Former Tory Chancellor George Osborne says Keir Starmer has set an ‘easy trap’ for Kemi Badenoch by resetting relations with the EU – and she will find it hard to attack it at the next election
Labour has set an “easy trap” for Kemi Badenoch – and she looks like she’s walking straight into it, former Tory Chancellor George Osborne says.
The austerity chief said the Tories will shoot themselves in the foot if they keep banging on about betraying Brexit. It comes as Keir Starmer seeks a new trade relationship with Europe after years of tension.
Mr Osborne said businesses will feel the benefits of a new relationship – and Tories will look stuck in the past if they keep on opposing it. It comes after polling shows over half of Brits regrets leaving the EU.
He said: “There is such an easy trap here for the Labour government to set for the Conservatives, and has the immediate economic benefit of doing something that’s going to help your GDP in the next few years: Do some kind of trade deal with the EU.”
He said such a deal could make it easier to do agricultural checks, saving billions of pounds a year. He told the Political Currency podcast: “So you basically are digging a pit, you’re putting the spikes in, and you’re inviting Kemi Badenoch to walk into the pit.

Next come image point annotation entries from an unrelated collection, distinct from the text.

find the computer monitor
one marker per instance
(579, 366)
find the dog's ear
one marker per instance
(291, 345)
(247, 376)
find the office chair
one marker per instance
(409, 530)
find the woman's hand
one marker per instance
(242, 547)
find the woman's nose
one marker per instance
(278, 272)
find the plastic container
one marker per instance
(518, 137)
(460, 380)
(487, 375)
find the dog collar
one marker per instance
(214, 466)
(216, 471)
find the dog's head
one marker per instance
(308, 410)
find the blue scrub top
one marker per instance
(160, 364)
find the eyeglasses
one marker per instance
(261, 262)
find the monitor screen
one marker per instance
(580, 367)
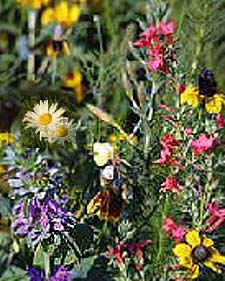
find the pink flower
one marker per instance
(217, 216)
(188, 131)
(156, 63)
(166, 158)
(177, 232)
(171, 184)
(167, 28)
(202, 144)
(169, 142)
(220, 121)
(166, 107)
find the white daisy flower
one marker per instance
(65, 131)
(43, 117)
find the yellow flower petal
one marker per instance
(194, 273)
(193, 238)
(207, 242)
(182, 250)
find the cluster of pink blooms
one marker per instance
(220, 121)
(121, 251)
(173, 230)
(171, 183)
(202, 144)
(169, 143)
(217, 217)
(158, 40)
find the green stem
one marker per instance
(46, 264)
(31, 43)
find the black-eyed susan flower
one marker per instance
(63, 13)
(55, 48)
(190, 96)
(35, 4)
(198, 251)
(103, 152)
(107, 205)
(73, 80)
(43, 118)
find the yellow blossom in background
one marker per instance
(62, 13)
(103, 152)
(215, 103)
(47, 16)
(196, 252)
(35, 4)
(190, 96)
(73, 80)
(55, 48)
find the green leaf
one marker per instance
(14, 274)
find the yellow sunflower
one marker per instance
(198, 250)
(55, 48)
(62, 13)
(215, 103)
(35, 4)
(190, 96)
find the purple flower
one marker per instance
(60, 273)
(44, 217)
(36, 275)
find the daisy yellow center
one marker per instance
(61, 132)
(45, 119)
(200, 253)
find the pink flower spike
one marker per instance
(187, 131)
(149, 32)
(202, 144)
(171, 184)
(177, 232)
(167, 28)
(217, 217)
(156, 63)
(220, 121)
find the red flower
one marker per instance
(202, 144)
(217, 216)
(177, 232)
(171, 184)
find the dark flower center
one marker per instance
(57, 45)
(200, 253)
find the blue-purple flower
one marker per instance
(44, 217)
(60, 273)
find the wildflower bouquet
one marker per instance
(111, 142)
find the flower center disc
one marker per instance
(61, 132)
(200, 253)
(45, 119)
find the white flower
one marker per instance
(65, 131)
(43, 117)
(103, 152)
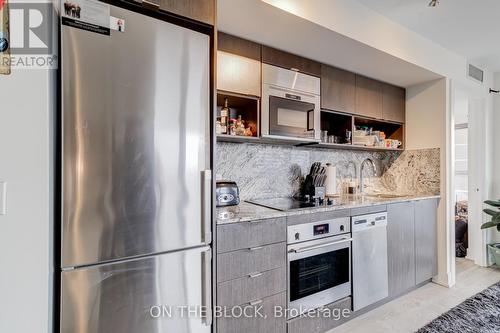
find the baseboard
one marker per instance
(444, 280)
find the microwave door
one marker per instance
(291, 117)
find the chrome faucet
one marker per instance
(361, 178)
(355, 168)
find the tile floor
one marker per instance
(412, 311)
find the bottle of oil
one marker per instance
(224, 116)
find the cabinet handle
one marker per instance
(254, 275)
(150, 4)
(254, 303)
(207, 206)
(206, 297)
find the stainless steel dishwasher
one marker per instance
(369, 256)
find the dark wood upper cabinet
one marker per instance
(291, 61)
(338, 89)
(393, 103)
(199, 10)
(368, 97)
(239, 46)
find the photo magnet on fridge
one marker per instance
(117, 24)
(90, 15)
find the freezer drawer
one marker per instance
(136, 140)
(144, 295)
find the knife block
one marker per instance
(319, 192)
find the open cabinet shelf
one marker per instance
(246, 106)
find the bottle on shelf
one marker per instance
(224, 117)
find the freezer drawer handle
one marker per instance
(206, 280)
(207, 206)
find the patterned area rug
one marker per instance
(478, 314)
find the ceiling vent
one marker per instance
(475, 73)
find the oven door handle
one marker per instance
(314, 247)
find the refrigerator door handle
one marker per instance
(206, 280)
(207, 207)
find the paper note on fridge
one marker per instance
(117, 24)
(90, 15)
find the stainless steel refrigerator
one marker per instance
(136, 180)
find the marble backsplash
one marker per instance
(267, 171)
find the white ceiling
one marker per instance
(470, 28)
(258, 21)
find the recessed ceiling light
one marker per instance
(433, 3)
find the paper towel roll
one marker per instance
(331, 180)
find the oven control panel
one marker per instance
(308, 231)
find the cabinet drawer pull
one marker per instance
(254, 303)
(150, 4)
(254, 275)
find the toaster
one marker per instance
(227, 193)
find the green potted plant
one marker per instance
(495, 222)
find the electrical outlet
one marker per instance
(3, 198)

Because once the deal is done … Every British business will start to adjust to the new trading relationship that they have with the EU, the new customs arrangements, which will be an improvement on the ones that exist today.

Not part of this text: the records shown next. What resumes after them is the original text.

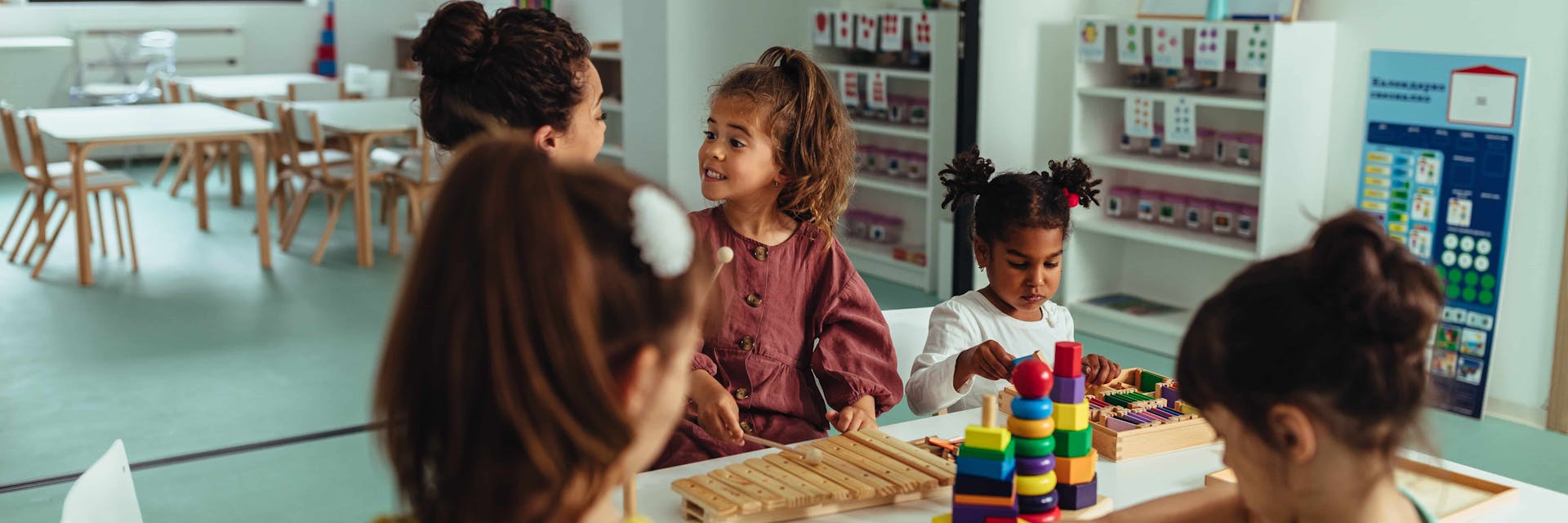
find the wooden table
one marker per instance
(245, 88)
(1128, 482)
(363, 123)
(88, 127)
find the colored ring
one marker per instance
(1031, 427)
(1037, 485)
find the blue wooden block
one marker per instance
(1031, 409)
(987, 468)
(1067, 390)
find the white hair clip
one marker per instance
(662, 231)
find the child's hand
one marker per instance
(1099, 369)
(717, 412)
(855, 417)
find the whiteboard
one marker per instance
(1200, 8)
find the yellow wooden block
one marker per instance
(990, 439)
(1076, 470)
(1070, 417)
(1037, 485)
(1031, 427)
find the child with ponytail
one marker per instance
(778, 156)
(1021, 223)
(1310, 369)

“Then you get to the general election, and the Conservatives will say, ‘it’s outrageous, they betrayed Brexit, you know, they’ve conceded some power to the European Court of Justice’ or whatever. They’ll try and rerun the Brexit campaign from 2016 which will be ancient history by then, and every business will go ‘We are not going back to that. We are absolutely not going back into the Brexit chaos…’”
Mr Osborne said that reaching a new deal with the EU will “will win over the business community in that single manoeuvre”. He said the Tories “will be stranded on a kind of ideological argument that really only has resonance with a small portion of the population”.
Labour has made it clear it will not seek a customs union with the bloc, or returning to a single market. And Keir Starmer has repeatedly said that a return to EU membership is not on the cards.
Last week a damning poll found 55% of voters believe it was an error to leave, and just 11% say Brexit has been more of a success than a failure.
YouGov found nearly two thirds of Brits – 64% – support a closer relationship with the EU without formally rejoining. This includes six in 10 leave voters, polling showed.
But Ms Badenoch told The Daily Express that she is “committed to fighting to defend our freedoms and protecting Brexit” as she argued against cozying up to Europe.